June 29, 2016

Direct foreign investment in U.S. industrial real estate dominated in a spectacular way in 2015: The amount of offshore capital placed in the sector increased tenfold compared against the 10 year average amount. Drawn to high yields compared to the 10-year treasury and a hedge against less-than-stable or even declining foreign currencies, the world’s largest investment entities sought to grow their industrial footprints quickly through a buy-up of mega portfolios. But can the U.S. market sustain that pace into 2016?

Industrial mega portfolios range from $150 million to multi-billion dollars, with assets located in primary and key secondary markets across the United States. According to JLL’s Q1 2016 U.S. Investment Outlook, 56.4 percent of 2015 industrial investment volume exceeded the $150+ million mark.

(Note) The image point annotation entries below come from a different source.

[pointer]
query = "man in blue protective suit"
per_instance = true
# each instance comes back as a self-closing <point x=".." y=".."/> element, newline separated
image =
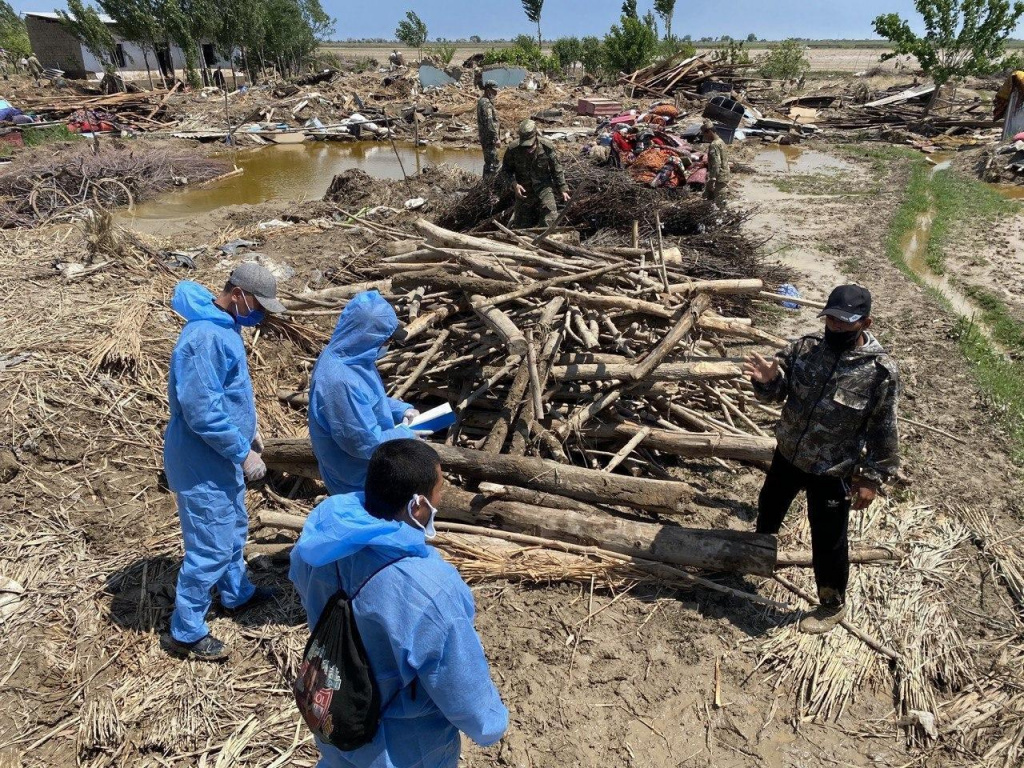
<point x="349" y="412"/>
<point x="211" y="448"/>
<point x="415" y="616"/>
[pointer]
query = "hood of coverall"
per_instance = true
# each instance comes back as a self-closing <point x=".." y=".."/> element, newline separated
<point x="194" y="302"/>
<point x="365" y="326"/>
<point x="340" y="526"/>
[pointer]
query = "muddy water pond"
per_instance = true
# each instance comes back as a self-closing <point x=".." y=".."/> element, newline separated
<point x="299" y="172"/>
<point x="790" y="159"/>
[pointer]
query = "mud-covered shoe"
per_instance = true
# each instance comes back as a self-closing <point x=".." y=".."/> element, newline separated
<point x="824" y="617"/>
<point x="260" y="596"/>
<point x="208" y="648"/>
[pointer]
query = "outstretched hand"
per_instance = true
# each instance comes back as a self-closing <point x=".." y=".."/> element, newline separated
<point x="761" y="371"/>
<point x="862" y="494"/>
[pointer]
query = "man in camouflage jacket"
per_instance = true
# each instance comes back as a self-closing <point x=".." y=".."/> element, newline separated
<point x="718" y="163"/>
<point x="488" y="128"/>
<point x="532" y="166"/>
<point x="838" y="437"/>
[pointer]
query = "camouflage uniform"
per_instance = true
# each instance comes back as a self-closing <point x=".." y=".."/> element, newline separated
<point x="541" y="174"/>
<point x="718" y="170"/>
<point x="487" y="126"/>
<point x="838" y="424"/>
<point x="35" y="69"/>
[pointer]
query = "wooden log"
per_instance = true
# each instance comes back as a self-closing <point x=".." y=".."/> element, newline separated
<point x="783" y="559"/>
<point x="299" y="399"/>
<point x="725" y="287"/>
<point x="502" y="325"/>
<point x="628" y="449"/>
<point x="333" y="295"/>
<point x="687" y="317"/>
<point x="693" y="444"/>
<point x="730" y="328"/>
<point x="440" y="236"/>
<point x="671" y="497"/>
<point x="513" y="401"/>
<point x="543" y="285"/>
<point x="713" y="550"/>
<point x="444" y="281"/>
<point x="597" y="301"/>
<point x="586" y="484"/>
<point x="779" y="298"/>
<point x="423" y="323"/>
<point x="693" y="371"/>
<point x="426" y="360"/>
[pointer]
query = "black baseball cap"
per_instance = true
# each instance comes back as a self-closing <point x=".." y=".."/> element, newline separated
<point x="848" y="303"/>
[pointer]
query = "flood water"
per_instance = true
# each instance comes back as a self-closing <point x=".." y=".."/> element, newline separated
<point x="792" y="159"/>
<point x="300" y="172"/>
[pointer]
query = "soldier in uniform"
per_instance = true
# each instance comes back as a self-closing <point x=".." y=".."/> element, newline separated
<point x="488" y="128"/>
<point x="35" y="69"/>
<point x="534" y="168"/>
<point x="718" y="163"/>
<point x="837" y="439"/>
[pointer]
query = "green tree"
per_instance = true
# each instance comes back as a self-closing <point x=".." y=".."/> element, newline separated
<point x="666" y="9"/>
<point x="962" y="37"/>
<point x="592" y="54"/>
<point x="412" y="31"/>
<point x="532" y="9"/>
<point x="83" y="23"/>
<point x="567" y="50"/>
<point x="629" y="46"/>
<point x="13" y="36"/>
<point x="443" y="51"/>
<point x="783" y="61"/>
<point x="137" y="22"/>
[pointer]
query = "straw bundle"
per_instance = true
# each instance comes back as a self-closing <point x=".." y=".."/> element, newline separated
<point x="908" y="611"/>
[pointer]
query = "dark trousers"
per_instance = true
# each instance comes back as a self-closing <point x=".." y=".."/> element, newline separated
<point x="828" y="512"/>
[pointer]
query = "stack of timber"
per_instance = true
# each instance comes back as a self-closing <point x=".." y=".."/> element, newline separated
<point x="578" y="376"/>
<point x="673" y="76"/>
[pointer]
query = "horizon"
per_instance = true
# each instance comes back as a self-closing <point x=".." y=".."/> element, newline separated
<point x="499" y="20"/>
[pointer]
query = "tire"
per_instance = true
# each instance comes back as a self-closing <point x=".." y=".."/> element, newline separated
<point x="111" y="194"/>
<point x="46" y="200"/>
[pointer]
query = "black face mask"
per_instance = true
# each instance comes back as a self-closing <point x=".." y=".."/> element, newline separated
<point x="841" y="341"/>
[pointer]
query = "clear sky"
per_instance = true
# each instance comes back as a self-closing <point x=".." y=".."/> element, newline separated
<point x="771" y="19"/>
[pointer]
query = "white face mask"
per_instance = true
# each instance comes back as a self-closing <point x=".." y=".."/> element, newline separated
<point x="429" y="531"/>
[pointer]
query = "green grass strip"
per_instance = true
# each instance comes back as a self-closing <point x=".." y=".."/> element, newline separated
<point x="1000" y="380"/>
<point x="957" y="198"/>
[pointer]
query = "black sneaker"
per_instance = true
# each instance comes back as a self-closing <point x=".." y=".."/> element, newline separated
<point x="208" y="648"/>
<point x="260" y="596"/>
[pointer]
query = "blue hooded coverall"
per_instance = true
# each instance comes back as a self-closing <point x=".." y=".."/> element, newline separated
<point x="349" y="412"/>
<point x="213" y="422"/>
<point x="416" y="621"/>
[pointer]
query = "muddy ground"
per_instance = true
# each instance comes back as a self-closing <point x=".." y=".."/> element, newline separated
<point x="612" y="674"/>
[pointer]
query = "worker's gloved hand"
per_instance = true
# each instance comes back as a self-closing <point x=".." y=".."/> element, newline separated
<point x="253" y="467"/>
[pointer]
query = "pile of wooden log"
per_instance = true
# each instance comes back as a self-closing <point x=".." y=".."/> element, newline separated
<point x="579" y="378"/>
<point x="685" y="77"/>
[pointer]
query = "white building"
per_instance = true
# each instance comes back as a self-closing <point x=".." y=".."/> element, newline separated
<point x="57" y="49"/>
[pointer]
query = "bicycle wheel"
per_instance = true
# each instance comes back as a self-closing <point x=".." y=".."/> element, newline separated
<point x="47" y="200"/>
<point x="110" y="194"/>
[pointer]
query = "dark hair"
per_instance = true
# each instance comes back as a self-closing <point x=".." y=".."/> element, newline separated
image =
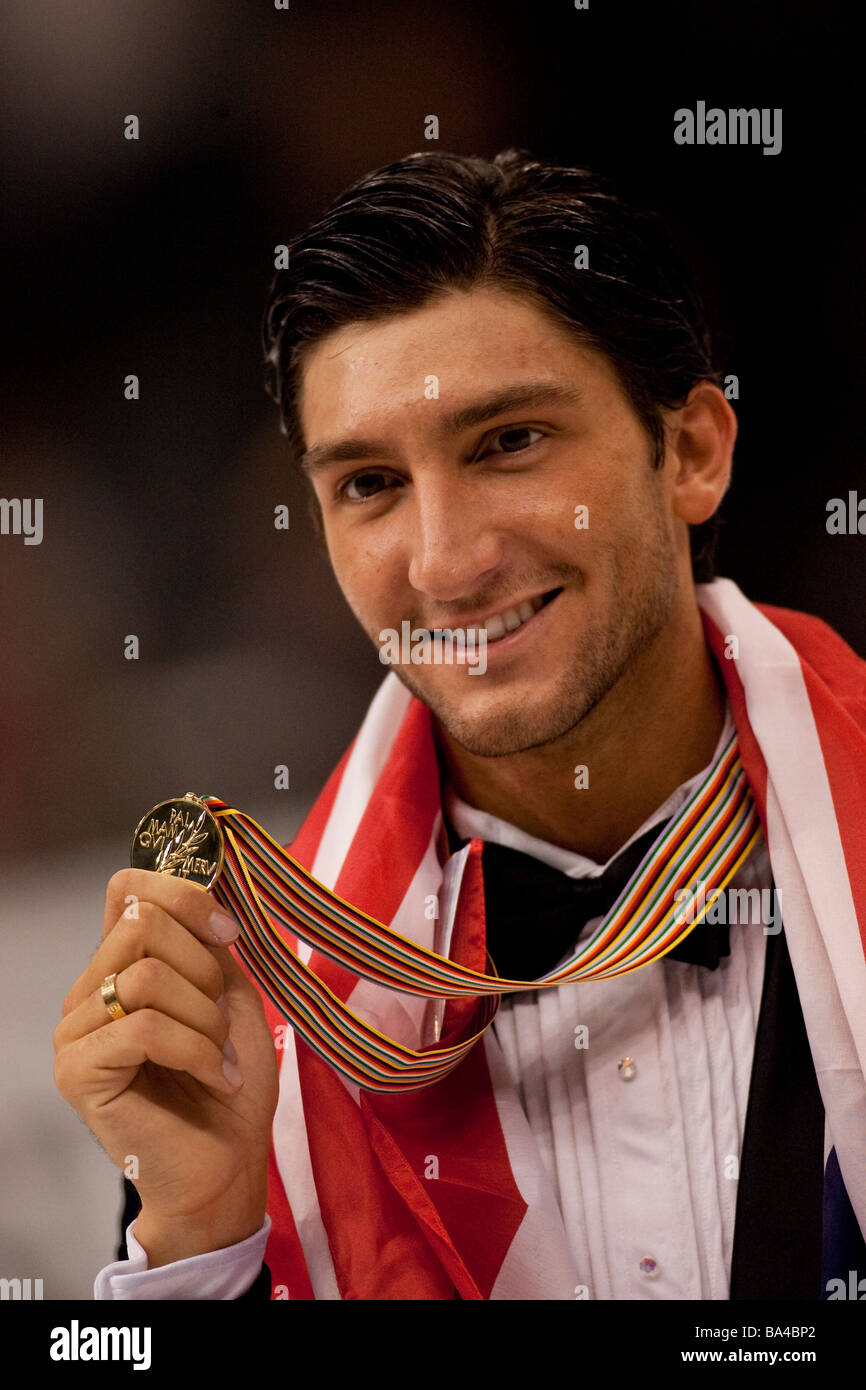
<point x="433" y="223"/>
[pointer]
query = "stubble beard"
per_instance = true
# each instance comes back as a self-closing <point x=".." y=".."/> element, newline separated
<point x="642" y="599"/>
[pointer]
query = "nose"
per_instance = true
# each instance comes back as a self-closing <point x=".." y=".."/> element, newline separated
<point x="453" y="538"/>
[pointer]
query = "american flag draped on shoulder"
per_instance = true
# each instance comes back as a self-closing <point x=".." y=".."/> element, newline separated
<point x="352" y="1214"/>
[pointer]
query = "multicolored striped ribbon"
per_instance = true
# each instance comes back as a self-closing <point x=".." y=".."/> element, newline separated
<point x="262" y="884"/>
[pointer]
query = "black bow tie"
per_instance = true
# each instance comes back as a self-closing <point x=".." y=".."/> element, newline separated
<point x="535" y="913"/>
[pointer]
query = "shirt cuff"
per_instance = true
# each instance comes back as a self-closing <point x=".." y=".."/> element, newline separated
<point x="220" y="1273"/>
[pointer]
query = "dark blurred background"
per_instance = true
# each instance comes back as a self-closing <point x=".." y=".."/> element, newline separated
<point x="154" y="256"/>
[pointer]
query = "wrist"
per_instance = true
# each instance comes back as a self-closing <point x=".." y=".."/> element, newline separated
<point x="170" y="1237"/>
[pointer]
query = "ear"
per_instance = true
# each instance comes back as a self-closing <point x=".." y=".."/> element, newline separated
<point x="699" y="452"/>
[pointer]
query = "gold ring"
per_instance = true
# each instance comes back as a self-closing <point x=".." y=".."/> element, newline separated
<point x="110" y="998"/>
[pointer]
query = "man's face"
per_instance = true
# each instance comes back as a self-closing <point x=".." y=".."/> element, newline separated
<point x="448" y="508"/>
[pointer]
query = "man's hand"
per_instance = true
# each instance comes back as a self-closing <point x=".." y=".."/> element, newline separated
<point x="186" y="1083"/>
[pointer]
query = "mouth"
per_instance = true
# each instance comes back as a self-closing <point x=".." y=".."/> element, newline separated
<point x="501" y="626"/>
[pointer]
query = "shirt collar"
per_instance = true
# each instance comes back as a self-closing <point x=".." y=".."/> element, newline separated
<point x="471" y="823"/>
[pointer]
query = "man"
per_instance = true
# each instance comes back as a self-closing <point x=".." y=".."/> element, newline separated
<point x="499" y="382"/>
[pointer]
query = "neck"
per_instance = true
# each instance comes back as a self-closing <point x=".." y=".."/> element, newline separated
<point x="654" y="730"/>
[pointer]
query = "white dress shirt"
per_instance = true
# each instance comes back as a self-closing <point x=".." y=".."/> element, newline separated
<point x="642" y="1157"/>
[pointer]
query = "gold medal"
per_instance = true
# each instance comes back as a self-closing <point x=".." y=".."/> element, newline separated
<point x="180" y="837"/>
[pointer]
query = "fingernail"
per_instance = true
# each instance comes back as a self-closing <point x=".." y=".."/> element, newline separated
<point x="223" y="927"/>
<point x="232" y="1073"/>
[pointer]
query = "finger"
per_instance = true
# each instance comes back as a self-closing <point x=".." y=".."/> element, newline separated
<point x="150" y="933"/>
<point x="91" y="1070"/>
<point x="148" y="984"/>
<point x="186" y="902"/>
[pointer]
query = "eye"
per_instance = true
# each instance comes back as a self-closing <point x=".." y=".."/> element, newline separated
<point x="366" y="485"/>
<point x="515" y="439"/>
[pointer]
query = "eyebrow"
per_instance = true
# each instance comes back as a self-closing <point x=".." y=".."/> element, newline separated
<point x="453" y="421"/>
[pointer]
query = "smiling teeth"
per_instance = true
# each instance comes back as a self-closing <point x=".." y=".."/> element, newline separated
<point x="499" y="624"/>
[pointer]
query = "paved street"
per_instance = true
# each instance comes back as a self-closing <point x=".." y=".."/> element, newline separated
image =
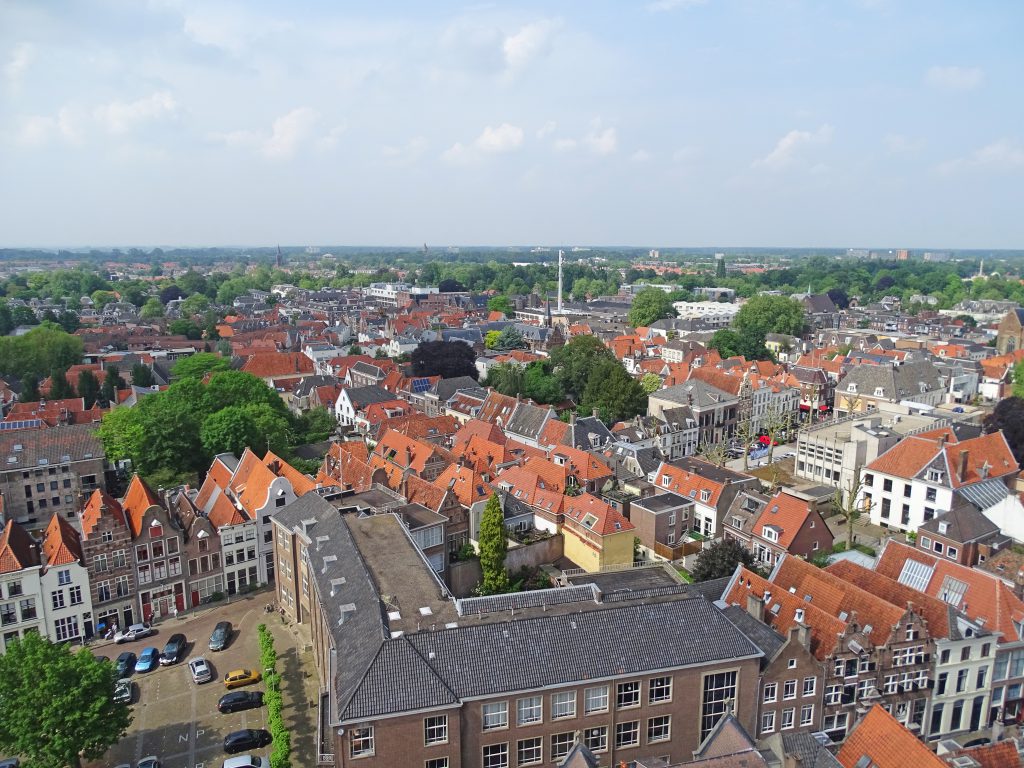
<point x="177" y="720"/>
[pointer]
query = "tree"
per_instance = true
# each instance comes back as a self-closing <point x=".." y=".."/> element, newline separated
<point x="491" y="339"/>
<point x="237" y="427"/>
<point x="509" y="338"/>
<point x="494" y="546"/>
<point x="60" y="388"/>
<point x="846" y="504"/>
<point x="650" y="383"/>
<point x="720" y="559"/>
<point x="112" y="383"/>
<point x="613" y="392"/>
<point x="650" y="305"/>
<point x="574" y="363"/>
<point x="152" y="309"/>
<point x="58" y="705"/>
<point x="1008" y="416"/>
<point x="444" y="358"/>
<point x="767" y="314"/>
<point x="199" y="365"/>
<point x="540" y="385"/>
<point x="88" y="387"/>
<point x="141" y="376"/>
<point x="501" y="304"/>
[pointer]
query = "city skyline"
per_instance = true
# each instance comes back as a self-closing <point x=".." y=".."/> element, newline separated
<point x="795" y="125"/>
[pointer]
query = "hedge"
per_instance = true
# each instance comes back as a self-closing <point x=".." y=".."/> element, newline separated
<point x="282" y="749"/>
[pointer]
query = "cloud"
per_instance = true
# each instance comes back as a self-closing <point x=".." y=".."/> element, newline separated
<point x="121" y="117"/>
<point x="530" y="42"/>
<point x="287" y="133"/>
<point x="660" y="6"/>
<point x="501" y="139"/>
<point x="1001" y="156"/>
<point x="20" y="57"/>
<point x="788" y="147"/>
<point x="290" y="130"/>
<point x="954" y="78"/>
<point x="601" y="141"/>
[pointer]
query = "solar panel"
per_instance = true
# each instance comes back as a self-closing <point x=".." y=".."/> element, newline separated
<point x="915" y="574"/>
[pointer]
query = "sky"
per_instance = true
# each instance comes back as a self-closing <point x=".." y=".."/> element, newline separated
<point x="654" y="123"/>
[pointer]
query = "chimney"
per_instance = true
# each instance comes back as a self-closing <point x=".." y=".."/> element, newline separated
<point x="756" y="606"/>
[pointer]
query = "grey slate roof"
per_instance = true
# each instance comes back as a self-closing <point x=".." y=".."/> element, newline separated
<point x="484" y="659"/>
<point x="759" y="633"/>
<point x="35" y="448"/>
<point x="527" y="420"/>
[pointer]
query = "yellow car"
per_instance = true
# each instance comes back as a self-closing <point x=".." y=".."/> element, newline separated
<point x="238" y="678"/>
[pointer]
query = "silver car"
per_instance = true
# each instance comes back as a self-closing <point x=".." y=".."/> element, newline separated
<point x="200" y="670"/>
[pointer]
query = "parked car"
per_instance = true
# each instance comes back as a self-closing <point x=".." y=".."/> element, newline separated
<point x="247" y="761"/>
<point x="240" y="699"/>
<point x="126" y="664"/>
<point x="200" y="670"/>
<point x="238" y="678"/>
<point x="221" y="636"/>
<point x="148" y="659"/>
<point x="135" y="632"/>
<point x="123" y="691"/>
<point x="248" y="738"/>
<point x="174" y="649"/>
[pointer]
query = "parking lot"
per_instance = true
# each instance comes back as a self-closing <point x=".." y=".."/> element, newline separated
<point x="177" y="720"/>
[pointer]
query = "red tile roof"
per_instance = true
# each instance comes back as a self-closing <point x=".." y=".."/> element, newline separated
<point x="61" y="544"/>
<point x="887" y="743"/>
<point x="16" y="549"/>
<point x="138" y="500"/>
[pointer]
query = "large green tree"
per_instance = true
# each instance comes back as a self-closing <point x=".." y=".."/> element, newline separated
<point x="494" y="546"/>
<point x="649" y="305"/>
<point x="199" y="365"/>
<point x="720" y="559"/>
<point x="57" y="705"/>
<point x="770" y="314"/>
<point x="576" y="361"/>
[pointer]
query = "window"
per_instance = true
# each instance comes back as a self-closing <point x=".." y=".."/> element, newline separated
<point x="809" y="685"/>
<point x="628" y="694"/>
<point x="595" y="699"/>
<point x="67" y="628"/>
<point x="628" y="734"/>
<point x="361" y="744"/>
<point x="561" y="743"/>
<point x="717" y="698"/>
<point x="659" y="728"/>
<point x="529" y="751"/>
<point x="496" y="715"/>
<point x="529" y="710"/>
<point x="496" y="756"/>
<point x="435" y="730"/>
<point x="659" y="689"/>
<point x="563" y="705"/>
<point x="596" y="739"/>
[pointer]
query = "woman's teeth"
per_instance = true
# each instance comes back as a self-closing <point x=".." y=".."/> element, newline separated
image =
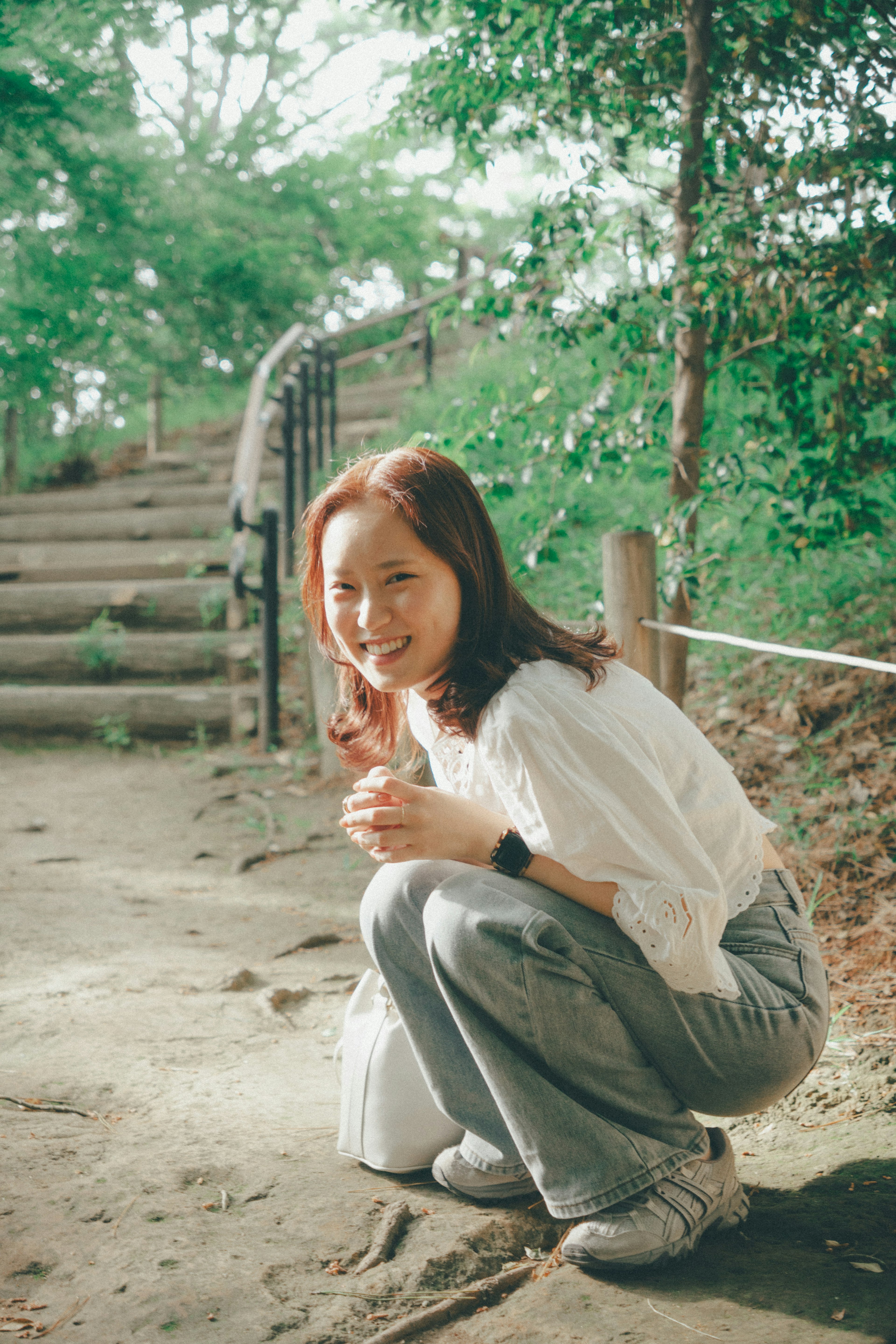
<point x="379" y="650"/>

Cross-border deals represented 40.5 percent of all activity, with deal sizes averaging more than $2.5 billion.

But the odds of the blockbuster portfolio sales continuing remain unlikely.  Already, a lack of available options has pushed mega-portfolio volume down to $167.0 million during Q1 2016. Of that activity, 50.5 percent was from deals in the $20 to $150 million range. Only 5.3 percent of this activity was from cross-border investors.

“Entities from Asia, Europe, Canada and the Middle East still want to buy big, but it requires a strategy shift,” says JLL International Director John Huguenard. “With fewer single-transaction options, they will need help from domestic operating partners and funds. These entities can amass multiple regional portfolios that allow global groups to continue to efficiently deploy their capital in U.S. industrial space.”

JLL points to market-specific portfolios as a way for investors to build scale, particularly in regional secondary markets such Seattle-Bellevue, Washington, D.C., Boston, San Diego and Phoenix.

“The desire to place money through U.S. mega portfolios hasn’t gone away, but after last year’s run up, we face a challenge in finding the scale to absorb demand,” said JLL Managing Director Mark Detmer. “Nonetheless, the signs still point to a higher volume of deals in 2016 but at lower price points. The magic number right now is about $60 million. We have a bunch of these in the works, up and down the coast from Los Angeles to Fairfield to Portland.”